GAA Football

Commitment starting to pay off for Ward

Caolan Ward is challenged by Stephen O'Brien during Donegal's draw with Kerry. It was Ward's first championship game in Croke Park. Picture by Philip Walsh

IF anyone is struggling to understand the level of commitment needed to be an inter-county footballer at the top level, look no further than what Caolan Ward did in his first 18 months on the Donegal panel.

A student at Carlow IT, he didn't have a car. Rory Gallagher gave him the leeway to stay down and do his own training during the week, but he'd be up every Friday for the weekend sessions.

Lectures finished around 4.30pm and it'd be 90 minutes on the bus to Dublin. Then wait around for an hour or more on a connecting bus back up to Letterkenny. Days it was a seven-hour journey one way.

“I counted it one day and I travelled through eight counties.

“I did that for a year and a half for the 2016 season and then I went on placement for the first part of 2017.”

If there were times when it weighed on him to the point of reconsidering the whole idea, he doesn't let on.

And the persistence paid off two weeks ago when he was stood up at the deep end and pushed in. His first championship game in Croke Park, one-on-one with Paul Geaney.

It wasn't always easy, but that's the nature of a more expansive Donegal taking on a fluid Kerry on the Jones' Road.

The running from Carlow, where he spent four years studying, has stopped now. He did another two years working in Monaghan, but the 26-year-old personal trainer is now back in Letterkenny full-time.
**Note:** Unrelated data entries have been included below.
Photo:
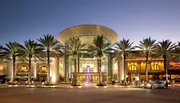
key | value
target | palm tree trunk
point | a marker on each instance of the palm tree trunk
(29, 79)
(48, 74)
(146, 67)
(124, 69)
(14, 70)
(165, 67)
(75, 80)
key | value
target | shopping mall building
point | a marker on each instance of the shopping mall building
(62, 68)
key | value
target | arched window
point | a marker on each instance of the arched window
(132, 67)
(155, 67)
(23, 68)
(43, 69)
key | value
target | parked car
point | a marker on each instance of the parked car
(157, 84)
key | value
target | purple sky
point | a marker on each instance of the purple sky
(132, 19)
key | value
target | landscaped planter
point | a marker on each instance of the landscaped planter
(12, 83)
(100, 84)
(75, 85)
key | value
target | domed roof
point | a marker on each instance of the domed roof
(87, 30)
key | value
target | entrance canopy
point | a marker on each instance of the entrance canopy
(87, 33)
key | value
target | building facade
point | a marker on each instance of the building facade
(62, 69)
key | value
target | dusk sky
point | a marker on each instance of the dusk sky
(132, 19)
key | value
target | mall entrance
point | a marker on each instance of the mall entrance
(90, 78)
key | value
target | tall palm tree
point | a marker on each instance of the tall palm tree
(73, 47)
(100, 48)
(164, 49)
(31, 49)
(51, 47)
(123, 48)
(12, 51)
(147, 45)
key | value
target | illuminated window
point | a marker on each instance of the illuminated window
(23, 69)
(155, 67)
(132, 67)
(43, 69)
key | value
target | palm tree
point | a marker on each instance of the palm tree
(51, 47)
(31, 49)
(73, 47)
(123, 48)
(164, 49)
(12, 51)
(147, 45)
(100, 48)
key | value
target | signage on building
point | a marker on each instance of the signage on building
(174, 64)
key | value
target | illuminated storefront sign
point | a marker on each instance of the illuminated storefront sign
(174, 65)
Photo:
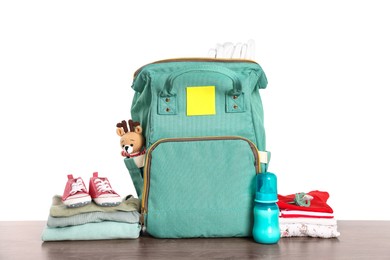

Such driving can take its toll physically, but his high metabolism (he says without breaking stride as he scoffs a Custard Cream) and athletic background have stood to him.

While he always played football with St Eunan's, up until he was 17 his mind was on athletics first.

In his late primary school and early secondary school days, he'd have won the 60metres and long jump at the National Indoors.

“I also won in the Community Games five or six times, 100 and 200 metres but that was when I was 10 or 12. I peaked quite early,” he laughed.

“It wasn't until I reached minor that I started to take Gaelic football serious. I would have been big into athletics at the time. I was very good at that when I was under age but I never then gave it the commitment required.”

His father, Anthony, was one of the coaches in Letterkenny Athletic Club, of which the most high-profile export has been 2014 European 800m bronze medallist, Mark English, with whom he'd have occasionally been part of relay teams.

Ward's head was turned by the call-up to the Donegal minor squad when he was 17, but the grounding hasn't left him.

“You look at my strength as a footballer, it would probably be my ability in getting up and down the field. That goes back to my upbringing in athletics and my dad would have been a big part of that as a coach.

“He would have travelled all over the country, and we would have gone to England and Scotland for competitions.”

The family were all located in the Hogan Stand to see him make his Croke Park championship bow against Kerry, but he stopped himself from finding out where exactly they were sitting. Anything to avoid distraction.

“I take [the tickets] out of the bag when I get home and leave them in the press and leave it at that.

“It's surreal, looking around at the size of [Croke Park] and the colour, being on the turf for such a big, big game. As soon as you get into the warm-up, your focus totally changes and you just blank everything.”

A minor in 2010, he was coming up the ranks just as Donegal football hit the richest period in its history. His seat in the upper tier of the Canal End for the All-Ireland final in 2012 offered him the perfect view of the McGees' performances that day.

While Donegal's defensive structure was lauded that year, the Gaoth Dobhair brothers did their fair share of one-on-one work that day.

This was the life Ward wanted now.

“The Monday in Donegal town for the homecoming was unreal. I was there … in spirit,” he laughs.

“There were so many battles going on that day of the final. As a defender, I remember the two boys (Eamon and Neil) didn't give their forwards a minute.”

For a while, that Donegal team was the death of defenders being left one-on-one. But it's come back into vogue, as he found out two weeks ago. Not that it was anything new.

The rigours of going to one-to-one at training with Michael Murphy, Patrick McBrearty, Jamie Brennan and Oisin Langan? That'd get you ready for most challenges.

“Everything has moved on massively. At a lot of the training you just work (with Karl Lacey) on defensive marking and defensive covering. One v one.

“Karl takes a lot of it and he's the big voice then. It could be three forwards versus three backs and it's just play after play.

“Man to man defending is coming back now and you've just got to do your best in training. You can't be relying on a mass defence.”